По-видимому, он считал, что «безвозвратно потерял свое положение в обществе». Это фантастическая идея, которая не могла иметь никакого оправдания в стране, где англичанин с хорошими манерами и поведением никогда не будет испытывать недостатка в приятном обществе. Гордон был ненормально горд, независим и чувствителен: неудачный характер для любого, кто пробивает себе путь в несовершенном мире. Такой человек постоянно неправильно понимает себя и бывает понят превратно. Он придерживается суровых, непрактичных взглядов на свой характер и на жизнь в целом. Не будучи обязательно угрюмым или неприятным, он всегда рискует прослыть таковым. Вывод Гордона о том, что он потерял свое положение, является доказательством сверхчувствительности и глубокого влияния, которое оказали на его темперамент события его юности.
Существует трогательная и показательная история о знакомстве, которое он завел с молодой леди на мысе Нортумберленд, и о том, как он его закончил. Нам деликатно сообщают, что, став горячей поклонницей его лихого мастерства наездника, леди имела обыкновение рано утром приходить на соседнее поле, чтобы посмотреть, как он тренирует любимую кобылу на препятствиях. Явно намекается, что между ними существовало нечто большее, чем взаимная любовь к лошадям и скачкам. Но после того, как они встретились так несколько раз, Гордон резко спросил, знает ли ее мать, что она приходит туда каждое утро смотреть, как он ездит. Она ответила отрицательно, добавив, что ее мать не одобряет скачки. «Что ж, больше не приходите, — сказал он; — я знаю мир, а вы нет. Прощайте. Больше не приходите». Удивленная и задетая, леди молча протянула ему руку на прощание. «Он посмотрел на нее, как на какую-то природную диковинку, и сказал: “Это первый раз за много дней, когда я коснулся руки леди — моя вина, моя вина — прощайте”».
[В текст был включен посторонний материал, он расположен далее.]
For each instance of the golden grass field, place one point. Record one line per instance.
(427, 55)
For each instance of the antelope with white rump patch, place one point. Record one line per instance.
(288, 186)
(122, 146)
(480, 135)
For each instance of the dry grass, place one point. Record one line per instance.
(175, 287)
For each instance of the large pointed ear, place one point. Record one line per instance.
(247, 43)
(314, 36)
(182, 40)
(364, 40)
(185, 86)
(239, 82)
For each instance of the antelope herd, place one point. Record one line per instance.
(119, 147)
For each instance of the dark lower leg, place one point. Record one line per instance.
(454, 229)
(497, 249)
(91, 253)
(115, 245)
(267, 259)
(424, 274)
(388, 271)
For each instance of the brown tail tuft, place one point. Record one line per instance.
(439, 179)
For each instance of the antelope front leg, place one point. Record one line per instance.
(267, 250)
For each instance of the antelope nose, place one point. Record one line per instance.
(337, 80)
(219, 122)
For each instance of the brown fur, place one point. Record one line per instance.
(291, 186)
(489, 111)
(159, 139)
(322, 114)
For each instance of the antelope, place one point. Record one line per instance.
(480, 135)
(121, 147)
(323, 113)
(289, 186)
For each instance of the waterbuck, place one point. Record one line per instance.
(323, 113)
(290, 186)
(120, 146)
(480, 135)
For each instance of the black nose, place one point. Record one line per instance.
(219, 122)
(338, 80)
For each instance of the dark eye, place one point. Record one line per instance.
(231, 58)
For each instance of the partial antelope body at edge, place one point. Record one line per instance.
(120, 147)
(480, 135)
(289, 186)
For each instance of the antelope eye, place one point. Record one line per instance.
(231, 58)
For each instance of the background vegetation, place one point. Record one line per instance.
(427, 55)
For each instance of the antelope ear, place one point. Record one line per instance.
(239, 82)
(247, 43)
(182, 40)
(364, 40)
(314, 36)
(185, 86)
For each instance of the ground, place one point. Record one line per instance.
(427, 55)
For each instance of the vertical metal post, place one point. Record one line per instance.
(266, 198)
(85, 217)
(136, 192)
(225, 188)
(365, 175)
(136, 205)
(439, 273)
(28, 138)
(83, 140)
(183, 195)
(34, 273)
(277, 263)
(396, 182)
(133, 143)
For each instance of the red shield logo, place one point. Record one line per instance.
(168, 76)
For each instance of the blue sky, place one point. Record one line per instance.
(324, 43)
В течение короткого периода после получения наследства отца Гордон смотрел в свое будущее с некоторым интересом и уверенностью. Он говорил о предложении заняться регулярной журналистской работой в Мельбурне и сделать попытку писать романы. Именно в это время он предвидел, что сделает себе имя как поэт. Жители Маунт-Гамбира, обнаружив, что он поселился в качестве владельца небольшого поместья в этом районе, сделали его своим представителем в Законодательном собрании Южной Австралии. В этой новой роли он, по-видимому, приобрел репутацию лишь автора юмористических зарисовок. Произнеся несколько речей, обильно украшенных классическими аллюзиями, которые не произвели никакого впечатления на простых деловых людей Палаты, он затих, и впоследствии его редко было слышно. А когда его место в свое время освободилось, он не стал добиваться переизбрания. Он не смог отнестись к своему парламентскому опыту серьезно. Говорят, что он всегда вспоминал об этом как о своего рода шутке.
И теперь, с возрождением его прежней привязанности к волнениям и неопределенностям скачек, начинается череда несчастий, которые преследовали его до самой смерти. Его имущество, которым плохо управляли и которое было запущено, пришлось продать, и он снова отправился бедняком в соседнюю колонию Виктория. Здесь, страдая от плохого здоровья и бедности — голодая в своей гордой манере — после неудачи в небольшом деле, за которое он взялся, Гордон узнал, что, вероятно, вступит во владение баронством Эсселмонт в Шотландии, приносившим тогда доход около двух тысяч фунтов в год. Но при дальнейшем расследовании выяснилось, что его право на поместье прекратилось с отменой майората согласно Закону о поправках к майорату 1848 года. Волнение от постигшей его неудачи и последствия недавней раны головы привели к расстройству его психики, и в июне 1870 года, в возрасте тридцати семи лет, он покончил с собой, застрелившись в Брайтоне, близ Мельбурна. Сравнивая впечатления о характере Гордона, оставленные его друзьями, любопытно отметить, что среди немногих вещей, в которых они сходятся, — отсутствие удивления по поводу его самоубийства.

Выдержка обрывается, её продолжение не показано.